Illustrators Cheat

My drawing class professor is working as a professional illustrator for decades now and he gives us some general tips time to time. But there is one thing he continues repeating almost every lesson: “Try cheating as much as possible!” Now that really shocked me at the beginning. Up until now I was told to give my all in learning to draw out of my own imagination, my own creativity, and now I’m supposed to cheat?! The word itself implies that it’s something wrong, something bad. I really had a hard time adapting to this new attitude…

I attended some other drawing classes at the beginning of the semester and the other professors always stressed the point that we should really, sincerely try to learn drawing the traditional way meaning we should learn drawing from real life, learn everything on perspectives before actually applying the knowledge, learn the human hand’s anatomy and proportions in order to draw hands “the right way” and so on. So basically one has to learn all the theory first than use only real world reference and then combine all the knowledge and create art out of one’s imagination. One professor even referred to the illustrator’s cheats as “dirty little tricks” 😀

But what are those dirty tricks? Here are some examples I learned about concerning comics/manga (our current topic):

  • when drawing a background image, simply find a picture and use Photoshop (or any other image processing application) to trace it and color it
  • when you can’t draw some particular subject than don’t (the example our professor used was to draw horse legs, we were advised to draw the horse standing in tall grass or just cut the image so the legs aren’t visible)
  • try using perspective in order to create a view of the image where you need to draw as less as possible  (like when you draw a crowd of people from a low angle as opposed to a top view where far more individuals would be visible)
  • additionally I know of some professional concept artists who don’t even bother applying perspective on their own but use computer programs like Google SketchUp instead
  • and of course cheating with digital painting is a well known practice (for example line correction or texture application)
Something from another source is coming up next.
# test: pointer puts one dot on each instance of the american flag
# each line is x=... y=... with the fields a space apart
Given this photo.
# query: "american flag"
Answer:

Well, some of these “dirty tricks” turned out to be actually really necessary for professionals since there’s no way one can know every aspect of drawing theory or know how to draw every subject. This would be too time-consuming, and time is the one thing illustrators apparently don’t have.

At the Comic Action exhibition a few weeks ago I saw a lot of artists using their cell phone cameras to use pictures of their own hands as reference material. And I really thought professionals don’t need to…

As a consequence I started asking myself “What is the right way to learn drawing hands for example? Should I learn the proportions and anatomy thoroughly first and then start drawing following those rules or should I simply make a picture of the hand I need for my image every time?” I’ve already read a lot on hands but I have to admit that didn’t help me dramatically drawing basic gestures. I came to the conclusion that the pure observation way is quite good for general drawing improvement but as soon as you want to draw a subject really convincingly, realistically and perhaps even without reference you’ll probably need the theoretical knowledge.

Considering both, the traditional and the illustrator’s approach to drawing, the perfect way to go would be to build up a solid basis of minimal knowledge which you should expand whenever you’ve got the time to combined with “cheating” in order to save time and/or achieve better results. So in my point of view trickery should be the ace up your sleeve. You’ll need to learn when and how to use it. And don’t be afraid to do so like I was.